Search code examples
pythonwindow-functionspython-polars

Filter rows inside window function in Python Polars?


I need to compute the Herfindahl–Hirschman index ("HHI", the sum of squared market shares) but leaving out the firm represented in the row.
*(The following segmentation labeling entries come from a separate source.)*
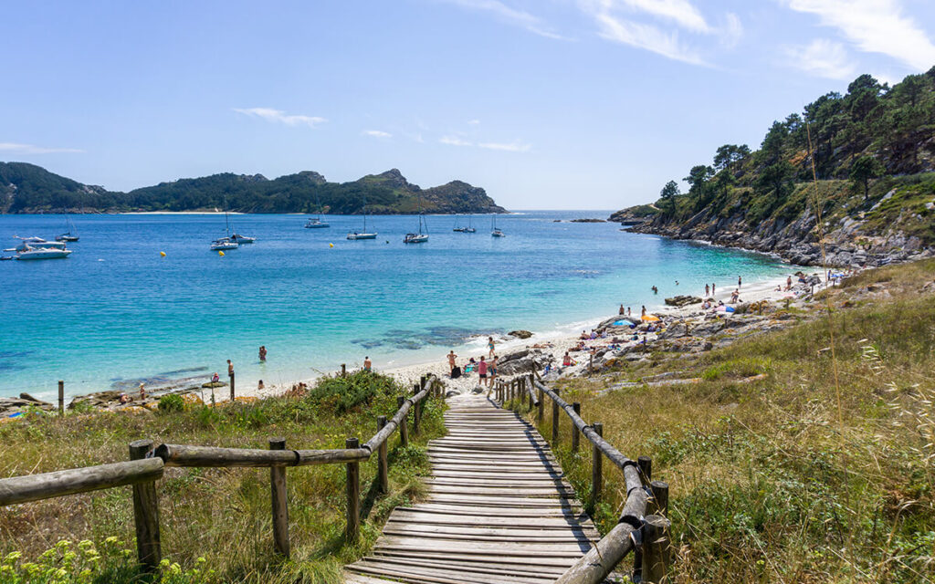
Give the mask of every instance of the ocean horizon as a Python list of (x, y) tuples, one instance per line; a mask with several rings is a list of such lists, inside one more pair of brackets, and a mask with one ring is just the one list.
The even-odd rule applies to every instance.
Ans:
[[(348, 241), (361, 216), (304, 229), (295, 214), (231, 215), (234, 230), (257, 240), (223, 256), (209, 249), (224, 234), (217, 214), (71, 215), (80, 241), (70, 257), (0, 263), (0, 396), (50, 399), (59, 379), (69, 398), (214, 372), (225, 379), (227, 359), (237, 386), (253, 388), (359, 367), (365, 356), (388, 369), (453, 349), (480, 355), (488, 335), (525, 329), (531, 343), (620, 304), (639, 314), (708, 282), (726, 291), (738, 276), (750, 286), (790, 271), (761, 253), (568, 222), (610, 213), (518, 210), (496, 217), (502, 238), (490, 235), (490, 215), (470, 219), (476, 234), (452, 231), (467, 216), (432, 215), (430, 239), (417, 245), (402, 243), (416, 216), (368, 217), (377, 239)], [(0, 245), (51, 239), (65, 223), (0, 216)]]

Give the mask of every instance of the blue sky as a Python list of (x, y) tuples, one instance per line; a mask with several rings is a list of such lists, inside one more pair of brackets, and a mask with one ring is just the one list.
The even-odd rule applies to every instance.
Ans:
[(860, 73), (935, 65), (930, 0), (0, 7), (0, 161), (114, 190), (397, 167), (510, 208), (619, 208)]

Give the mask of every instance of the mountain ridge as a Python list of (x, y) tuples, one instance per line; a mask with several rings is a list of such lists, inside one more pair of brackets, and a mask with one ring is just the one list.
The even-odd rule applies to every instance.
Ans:
[(461, 180), (423, 189), (397, 168), (349, 182), (304, 170), (276, 178), (218, 173), (122, 192), (86, 185), (29, 163), (0, 163), (0, 214), (197, 211), (252, 213), (504, 213), (480, 187)]

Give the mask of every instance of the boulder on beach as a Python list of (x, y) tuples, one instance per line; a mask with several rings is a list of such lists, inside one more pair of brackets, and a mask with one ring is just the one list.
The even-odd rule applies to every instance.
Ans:
[(689, 305), (698, 305), (701, 304), (701, 299), (698, 296), (680, 295), (666, 298), (666, 306), (678, 306), (679, 308)]
[(516, 338), (529, 338), (530, 336), (532, 336), (532, 333), (530, 333), (529, 331), (525, 331), (523, 329), (520, 329), (518, 331), (510, 331), (509, 333), (507, 333), (507, 335), (509, 335), (510, 336), (515, 336)]

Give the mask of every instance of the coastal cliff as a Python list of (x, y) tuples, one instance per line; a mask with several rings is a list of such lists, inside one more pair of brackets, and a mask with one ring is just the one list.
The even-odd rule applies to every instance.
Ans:
[(351, 182), (328, 182), (313, 171), (269, 179), (222, 173), (180, 178), (120, 192), (82, 184), (25, 163), (0, 163), (0, 214), (126, 211), (214, 211), (226, 206), (245, 213), (378, 215), (503, 213), (487, 192), (461, 180), (423, 189), (393, 168)]
[(775, 121), (759, 150), (726, 144), (712, 163), (691, 168), (687, 192), (671, 180), (610, 220), (804, 265), (935, 255), (935, 67), (893, 87), (862, 75)]

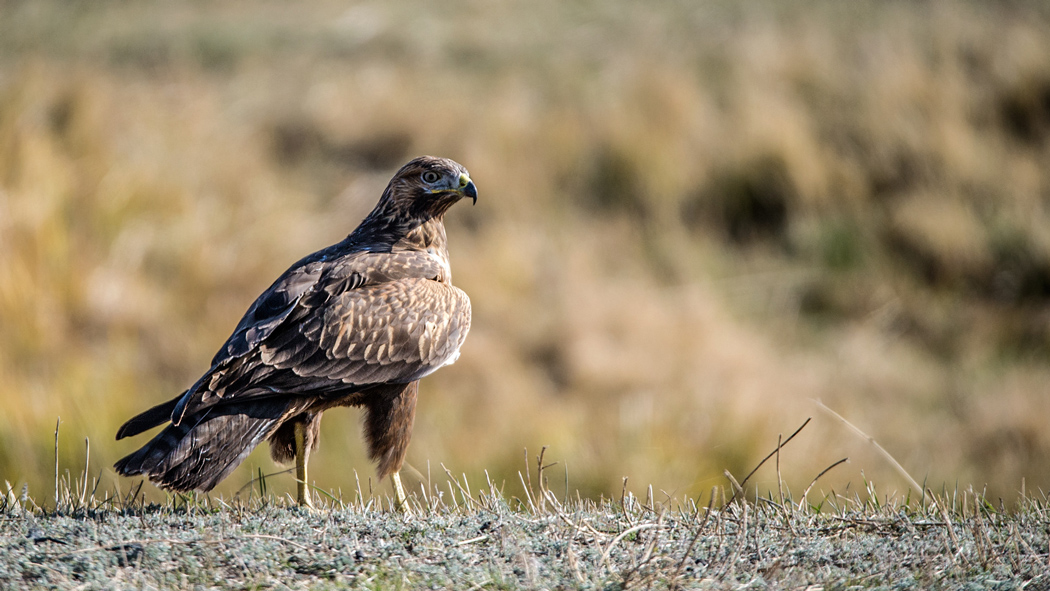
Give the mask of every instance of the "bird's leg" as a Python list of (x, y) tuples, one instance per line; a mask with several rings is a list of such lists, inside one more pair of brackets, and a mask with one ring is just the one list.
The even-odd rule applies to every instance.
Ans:
[(307, 449), (307, 423), (295, 422), (295, 497), (300, 507), (313, 509), (310, 501), (310, 489), (307, 487), (307, 462), (310, 452)]
[(391, 474), (391, 482), (394, 483), (394, 500), (397, 508), (406, 515), (412, 514), (412, 507), (408, 506), (408, 498), (404, 494), (404, 487), (401, 486), (401, 472)]

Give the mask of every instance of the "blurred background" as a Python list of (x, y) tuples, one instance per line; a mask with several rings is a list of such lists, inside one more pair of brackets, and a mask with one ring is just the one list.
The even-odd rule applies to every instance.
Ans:
[[(695, 495), (813, 417), (793, 491), (905, 490), (820, 400), (933, 489), (1047, 490), (1048, 56), (1036, 1), (0, 1), (0, 480), (50, 498), (61, 417), (127, 491), (117, 427), (430, 153), (474, 328), (411, 488), (548, 445), (559, 495)], [(356, 409), (321, 441), (374, 480)]]

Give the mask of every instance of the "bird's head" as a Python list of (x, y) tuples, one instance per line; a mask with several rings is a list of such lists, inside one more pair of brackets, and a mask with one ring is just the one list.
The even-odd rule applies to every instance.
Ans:
[(478, 203), (478, 188), (463, 165), (420, 156), (394, 174), (377, 209), (386, 209), (387, 215), (402, 219), (424, 221), (440, 217), (463, 197)]

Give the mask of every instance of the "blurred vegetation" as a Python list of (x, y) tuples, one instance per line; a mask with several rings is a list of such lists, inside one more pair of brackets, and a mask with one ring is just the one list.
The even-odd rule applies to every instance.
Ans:
[[(550, 445), (584, 495), (696, 493), (820, 399), (932, 488), (1045, 490), (1048, 55), (1042, 2), (0, 2), (0, 478), (52, 486), (57, 417), (63, 466), (131, 450), (434, 153), (475, 321), (410, 486)], [(373, 474), (355, 413), (322, 487)], [(905, 487), (823, 415), (793, 445), (799, 489)]]

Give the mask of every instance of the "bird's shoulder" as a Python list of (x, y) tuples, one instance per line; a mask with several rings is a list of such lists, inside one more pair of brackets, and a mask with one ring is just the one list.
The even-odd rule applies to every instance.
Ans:
[(233, 334), (212, 359), (219, 365), (255, 349), (297, 309), (314, 309), (333, 297), (401, 279), (420, 278), (447, 282), (447, 260), (425, 251), (392, 252), (339, 242), (292, 265), (242, 317)]

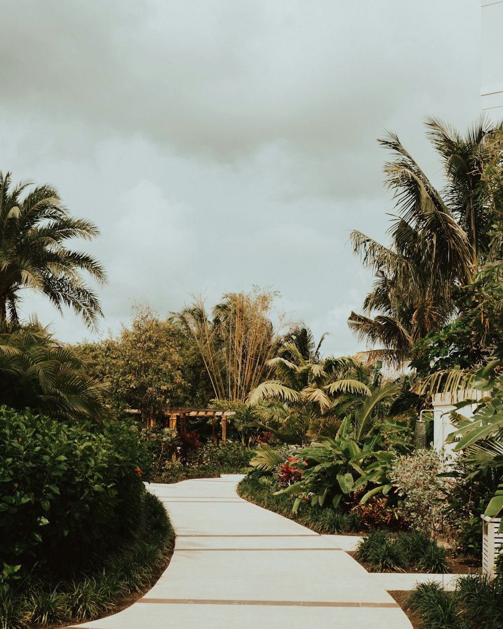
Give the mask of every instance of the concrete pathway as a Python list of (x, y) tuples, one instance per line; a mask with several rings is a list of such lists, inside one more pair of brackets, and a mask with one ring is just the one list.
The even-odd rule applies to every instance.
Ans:
[[(89, 629), (411, 629), (400, 607), (338, 545), (240, 498), (241, 477), (148, 486), (177, 533), (173, 558), (128, 609)], [(346, 538), (347, 539), (347, 538)]]

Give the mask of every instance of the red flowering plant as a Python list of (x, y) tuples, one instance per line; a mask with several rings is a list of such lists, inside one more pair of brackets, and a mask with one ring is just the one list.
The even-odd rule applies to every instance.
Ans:
[(255, 441), (257, 443), (268, 443), (272, 437), (272, 432), (263, 432), (262, 435), (257, 435)]
[(306, 461), (300, 461), (298, 459), (290, 457), (287, 461), (281, 464), (281, 469), (276, 475), (276, 484), (279, 489), (289, 487), (300, 481), (302, 477), (302, 469), (298, 465), (307, 465)]

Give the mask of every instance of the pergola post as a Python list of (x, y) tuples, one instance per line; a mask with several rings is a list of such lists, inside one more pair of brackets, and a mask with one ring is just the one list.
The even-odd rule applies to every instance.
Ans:
[(176, 413), (172, 413), (169, 416), (169, 427), (172, 430), (176, 430), (177, 429), (177, 415)]

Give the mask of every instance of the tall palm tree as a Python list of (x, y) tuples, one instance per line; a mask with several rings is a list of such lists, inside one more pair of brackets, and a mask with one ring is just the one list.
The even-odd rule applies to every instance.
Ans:
[(60, 419), (108, 418), (107, 386), (36, 320), (0, 323), (0, 406), (26, 406)]
[(500, 141), (503, 121), (493, 125), (482, 116), (464, 135), (436, 118), (428, 118), (426, 126), (443, 166), (444, 189), (434, 188), (398, 137), (389, 134), (379, 142), (395, 155), (384, 168), (398, 209), (388, 231), (391, 245), (357, 231), (350, 237), (376, 279), (363, 303), (366, 313), (352, 312), (349, 326), (377, 345), (368, 353), (372, 360), (397, 367), (416, 341), (455, 313), (455, 291), (472, 281), (484, 260), (494, 218), (483, 171), (487, 145)]
[(68, 248), (66, 242), (91, 240), (97, 228), (70, 216), (52, 186), (27, 191), (31, 185), (13, 186), (11, 173), (0, 172), (0, 323), (7, 321), (8, 313), (11, 321), (18, 321), (22, 292), (30, 288), (46, 295), (60, 311), (64, 305), (71, 306), (94, 327), (102, 313), (81, 272), (101, 284), (105, 273), (93, 257)]

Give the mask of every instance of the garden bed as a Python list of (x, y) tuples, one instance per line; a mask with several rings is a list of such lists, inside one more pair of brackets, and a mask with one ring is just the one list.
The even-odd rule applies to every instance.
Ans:
[[(348, 552), (348, 555), (356, 559), (356, 560), (368, 572), (372, 572), (371, 569), (372, 566), (370, 564), (366, 561), (361, 561), (357, 557), (356, 551), (349, 551)], [(383, 570), (381, 571), (383, 572), (394, 572), (395, 571), (393, 570)], [(450, 554), (448, 553), (447, 555), (447, 572), (446, 574), (481, 574), (482, 572), (482, 568), (481, 565), (481, 562), (471, 557), (456, 557), (455, 555)], [(424, 574), (423, 571), (410, 569), (407, 571), (407, 573), (411, 574)]]
[(168, 566), (175, 533), (155, 496), (146, 494), (148, 524), (133, 539), (78, 574), (61, 578), (43, 568), (0, 593), (1, 629), (50, 629), (104, 618), (151, 589)]

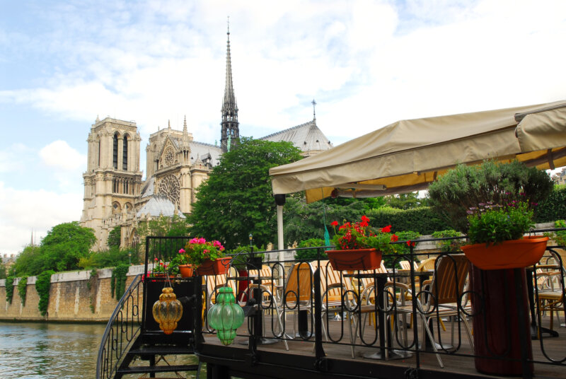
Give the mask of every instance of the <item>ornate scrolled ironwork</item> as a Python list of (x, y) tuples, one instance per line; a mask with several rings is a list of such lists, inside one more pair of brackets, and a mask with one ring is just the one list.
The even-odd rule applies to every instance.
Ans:
[(110, 379), (142, 328), (139, 303), (142, 275), (137, 275), (118, 301), (102, 336), (96, 363), (96, 379)]

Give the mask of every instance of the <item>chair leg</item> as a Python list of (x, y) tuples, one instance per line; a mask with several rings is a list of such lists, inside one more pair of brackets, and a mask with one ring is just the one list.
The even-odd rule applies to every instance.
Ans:
[(468, 334), (468, 339), (470, 340), (470, 346), (472, 346), (472, 351), (474, 351), (473, 346), (473, 338), (472, 338), (472, 332), (470, 330), (470, 324), (468, 322), (468, 320), (466, 319), (465, 315), (460, 315), (460, 320), (463, 321), (464, 327), (466, 327), (466, 332)]
[[(429, 339), (430, 339), (431, 344), (432, 344), (432, 349), (434, 350), (437, 356), (437, 360), (438, 360), (438, 363), (440, 365), (441, 368), (444, 368), (444, 365), (442, 363), (442, 359), (440, 358), (440, 354), (438, 354), (438, 349), (437, 349), (437, 343), (434, 341), (434, 338), (432, 336), (432, 332), (430, 331), (429, 328), (428, 321), (427, 320), (426, 317), (423, 315), (422, 317), (422, 324), (423, 324), (423, 329), (426, 331), (427, 334), (428, 334)], [(424, 339), (422, 339), (422, 344), (424, 344)]]

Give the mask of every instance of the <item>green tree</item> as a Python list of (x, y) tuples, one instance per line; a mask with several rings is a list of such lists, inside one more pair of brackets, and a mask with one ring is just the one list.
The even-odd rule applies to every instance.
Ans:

Here's an example:

df = (pl.DataFrame({
    'year':(2023, 2023, 2023, 2024, 2024, 2024),
    'firm':('A', 'B', 'C', 'A', 'B', 'C'),
    'volume':(20, 50, 3, 25, 13, 5)
})
.with_columns(
    sum = pl.col('volume').sum().over('year'),
    leaveout_sum = (pl.col('volume').sum().over('year'))-(pl.col('volume'))
)
.with_columns(
    share = (pl.col('volume')/pl.col('sum'))*100
)
.with_columns(
    hhi = (pl.col('share')**2).sum().over('year').round()
))

Which gives:

┌──────┬──────┬────────┬─────┬──────────────┬───────────┬────────┐
│ year ┆ firm ┆ volume ┆ sum ┆ leaveout_sum ┆ share     ┆ hhi    │
│ ---  ┆ ---  ┆ ---    ┆ --- ┆ ---          ┆ ---       ┆ ---    │
│ i64  ┆ str  ┆ i64    ┆ i64 ┆ i64          ┆ f64       ┆ f64    │
╞══════╪══════╪════════╪═════╪══════════════╪═══════════╪════════╡
│ 2023 ┆ A    ┆ 20     ┆ 73  ┆ 53           ┆ 27.39726  ┆ 5459.0 │
│ 2023 ┆ B    ┆ 50     ┆ 73  ┆ 23           ┆ 68.493151 ┆ 5459.0 │
│ 2023 ┆ C    ┆ 3      ┆ 73  ┆ 70           ┆ 4.109589  ┆ 5459.0 │
│ 2024 ┆ A    ┆ 25     ┆ 43  ┆ 18           ┆ 58.139535 ┆ 4429.0 │
│ 2024 ┆ B    ┆ 13     ┆ 43  ┆ 30           ┆ 30.232558 ┆ 4429.0 │
│ 2024 ┆ C    ┆ 5      ┆ 43  ┆ 38           ┆ 11.627907 ┆ 4429.0 │
└──────┴──────┴────────┴─────┴──────────────┴───────────┴────────┘

The hhi column there is the normal HHI index, including all firms in the market, and I can compute the "leaveout" volume summation to get the sum of volumes of the other firms in that year. For example, the leaveout-HHI for firm A in 2023 would be the square of 3/53 plus the square of 50/53 (i.e., the squares of the market shares of firms B and C assuming firm A didn't exist).

How do I tell polars to do this? Is there a way to filter the window function, perhaps?

My real dataset includes almost 800 firms over 204 months for 500 separate markets, so doing this manually is out of the question.


Solution

  • You can take out the denominator from the sum of squares:

    .with_columns(
        leaveout_sum = (pl.col.volume.sum().over('year')) - pl.col.volume,
        leaveout_sum_of_sq = (pl.col.volume**2).sum().over('year') - pl.col.volume**2
    )
    .with_columns(
        leaveout_hhi = pl.col.leaveout_sum_of_sq / pl.col.leaveout_sum**2
    ))
    

    I left out the * 100 factor, the above correctly computes (3/53)^2 + (50/53)^2 for your example by doing (3^2 + 50^2) / (50 + 3)^2.